Nonetheless, all the missions were scientifically very productive and scientist-astronaut Harrison Schmitt was the first professional geologist on the Moon. The Taurus-Littrow landing site contained what may be small volcanically created cinder cones; they seem to be miniature versions of earthly features like Honolulu’s Diamond Head. The cones may well be remnants of what NASA Geochemist Robin Brett called “some of the last belches of lunar activity before the Moon turned off”. Apollo 17 planners scheduled a program of experiments and observation far more sophisticated than any of the earlier scientific efforts on the Moon. For Apollo 17 four wholly new instruments were included in the ALSEP package: a mass spectrometer to measure the Moon’s tenuous atmosphere; a detector that let earthbound scientists monitor the bombardment of cosmic dust particles and micrometeorites on the Moon’s surface; an array of four listening devices – geophones – that can pick up shock waves from explosive charges that were detonated after the astronauts had left and told much about the substructure of the landing site; an extremely sensitive gravimeter that was designed to pick up minuscule variations in lunar surface gravity.

Gravity Waves

Recording those tiny variations on the Moon went a long way toward settling an argument raging among physicists. In the 1960s, University of Maryland Physicist Joseph Weber astonished his colleagues with the announcement that he had detected gravity waves. Predicted by Einstein’s 1916 general theory of relativity, such waves are the vehicles presumed to transmit gravitational energy across space. Critics contended that Weber’s detectors probably sensed some of the Earth’s own rumblings. But if sudden variations in gravity are simultaneously picked up by a detector on the Moon and a comparable device on Earth, the sceptics may well be silenced.

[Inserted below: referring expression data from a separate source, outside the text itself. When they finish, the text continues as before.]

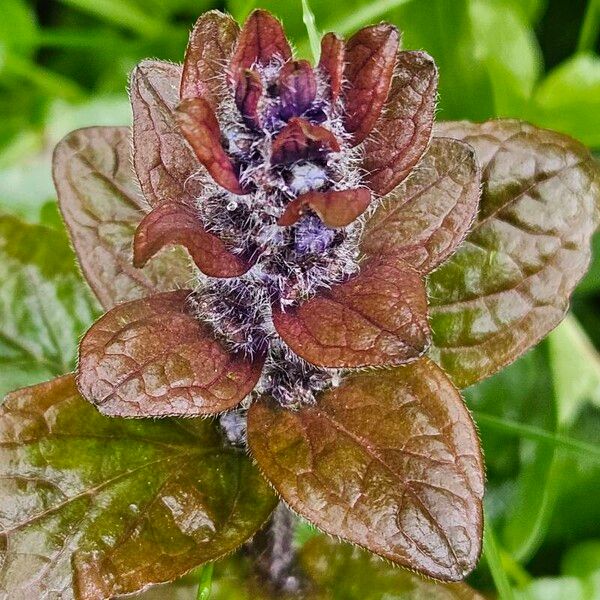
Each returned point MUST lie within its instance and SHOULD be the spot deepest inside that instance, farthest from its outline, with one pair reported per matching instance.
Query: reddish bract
(402, 133)
(370, 60)
(377, 318)
(210, 46)
(261, 40)
(300, 139)
(174, 223)
(334, 208)
(200, 127)
(297, 88)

During their travels across Taurus-Littrow, astronauts Cernan and Schmitt also performed several new “traverse” experiments. They took on the spot measurements to determine local fluctuations in the Moon’s gravitational field in hope of learning something about the density and structure of the material under the site. With data from a device called a “neutron probe”, scientists were able to calculate how long a particular sample has been lying on or near the lunar surface. The astronauts also sent penetrating microwaves into the lunar surface with a radio transmitting-receiving system. The pattern of the reflected signals could indicate, among other things, whether water is present up to a mile under the surface.

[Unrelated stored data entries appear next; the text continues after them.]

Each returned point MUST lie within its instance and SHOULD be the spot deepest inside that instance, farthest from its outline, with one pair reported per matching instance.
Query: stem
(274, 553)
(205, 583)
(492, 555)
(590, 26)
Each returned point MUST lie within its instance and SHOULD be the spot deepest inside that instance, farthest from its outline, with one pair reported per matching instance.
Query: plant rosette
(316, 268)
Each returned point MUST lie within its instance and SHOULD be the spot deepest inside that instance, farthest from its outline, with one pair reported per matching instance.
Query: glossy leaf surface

While his buddies worked on the Moon, Ron Evens marked his scientific contributions from high above in America. Besides intensive picture taking with both hands-held and automatic cameras, he examined the moon with a battery of experiments, including an ultraviolet spectrometer that made measurements of the thin lunar atmosphere that was used for comparison with those from the ground-based ASLEP spectrometer, and an infra-red scanner that took continuous temperature readings of the moon’s surface (its margin of accuracy within 2 degrees F). Evans did also his own detailed description of what he saw below him. Besides, it was just such “eyeball” observations by Apollo 15’s Al Worden that discovered the tantalizing cinder-cone-like features in the Taurus-Littrow region and played a key role in its selection as the landing site for the final lunar mission in the XXth century.